Two-factor authentication: for bastion hosts and any server with elevated access, consider adding TOTP via libpam-google-authenticator or a similar module. Even a compromised private key can't authenticate without the second factor. This is particularly valuable for the hosts an attacker would most want to reach.
SSH Certificate Authority: in environments managing more than a handful of hosts, replace static authorized_keys with an internal SSH CA. Issue short-lived certificates with defined principals and expiry windows. Revocation becomes a centralized operation rather than a file-editing exercise across every host in your fleet. OpenSSH has built-in CA support and it's more straightforward to deploy than people expect.
Source IP allowlisting: if your SSH hosts don't need to be reachable from arbitrary internet IPs, restrict port 22 (or your custom port) to known source ranges at the firewall or cloud security group level. A management network, VPN egress range, or office IP block combined with an explicit deny-all is far stronger than any application-layer defense. Application-layer tools like fail2ban exist to handle the cases where network-level allowlisting isn't feasible — but network-level allowlisting should always be your first option when it is.

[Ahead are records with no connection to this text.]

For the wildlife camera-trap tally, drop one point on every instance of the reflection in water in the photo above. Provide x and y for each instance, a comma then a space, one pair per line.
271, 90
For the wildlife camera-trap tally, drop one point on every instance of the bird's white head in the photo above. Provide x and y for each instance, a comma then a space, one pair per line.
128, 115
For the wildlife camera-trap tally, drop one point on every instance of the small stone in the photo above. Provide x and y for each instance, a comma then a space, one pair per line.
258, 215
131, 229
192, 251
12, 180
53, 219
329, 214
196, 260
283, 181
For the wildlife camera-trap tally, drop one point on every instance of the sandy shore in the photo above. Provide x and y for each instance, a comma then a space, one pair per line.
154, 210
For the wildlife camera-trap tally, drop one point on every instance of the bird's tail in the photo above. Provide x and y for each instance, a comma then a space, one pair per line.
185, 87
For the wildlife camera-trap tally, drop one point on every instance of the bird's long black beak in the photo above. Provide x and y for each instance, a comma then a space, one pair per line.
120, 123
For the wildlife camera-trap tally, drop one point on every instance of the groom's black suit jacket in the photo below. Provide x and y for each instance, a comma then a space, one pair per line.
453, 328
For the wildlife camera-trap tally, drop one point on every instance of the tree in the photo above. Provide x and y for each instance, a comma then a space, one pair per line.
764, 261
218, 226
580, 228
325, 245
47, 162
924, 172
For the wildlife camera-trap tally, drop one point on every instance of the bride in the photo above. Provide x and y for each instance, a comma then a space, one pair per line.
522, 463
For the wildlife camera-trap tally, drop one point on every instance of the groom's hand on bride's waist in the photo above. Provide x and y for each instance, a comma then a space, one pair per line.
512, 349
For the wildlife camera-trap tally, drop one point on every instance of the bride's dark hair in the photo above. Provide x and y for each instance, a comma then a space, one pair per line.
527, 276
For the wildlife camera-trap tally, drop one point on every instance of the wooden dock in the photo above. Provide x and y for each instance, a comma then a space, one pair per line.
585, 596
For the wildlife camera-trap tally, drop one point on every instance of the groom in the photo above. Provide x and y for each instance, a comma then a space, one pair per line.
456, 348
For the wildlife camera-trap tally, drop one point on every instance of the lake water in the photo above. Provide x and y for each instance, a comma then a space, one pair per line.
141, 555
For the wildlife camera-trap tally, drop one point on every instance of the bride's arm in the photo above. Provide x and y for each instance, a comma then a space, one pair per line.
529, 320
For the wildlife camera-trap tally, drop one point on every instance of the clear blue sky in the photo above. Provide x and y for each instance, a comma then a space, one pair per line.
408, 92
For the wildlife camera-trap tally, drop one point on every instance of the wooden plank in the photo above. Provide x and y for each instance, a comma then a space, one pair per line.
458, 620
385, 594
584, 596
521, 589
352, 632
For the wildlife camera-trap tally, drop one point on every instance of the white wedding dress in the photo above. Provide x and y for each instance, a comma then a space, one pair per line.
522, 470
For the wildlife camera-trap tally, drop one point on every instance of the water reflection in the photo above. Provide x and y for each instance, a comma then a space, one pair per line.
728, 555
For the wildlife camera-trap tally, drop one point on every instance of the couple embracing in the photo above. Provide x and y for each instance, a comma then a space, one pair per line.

The goal is to make your SSH surface so hostile to automated attacks that scanners move on to easier targets — and to make any meaningful breach attempt detectable before it becomes a crisis. With key-only auth enforced, fail2ban actively banning, root login disabled, MaxAuthTries at 3, and centralized log monitoring in place, you've addressed the vast majority of real-world brute force scenarios. Stack network-level controls on top of that and you're in genuinely good shape.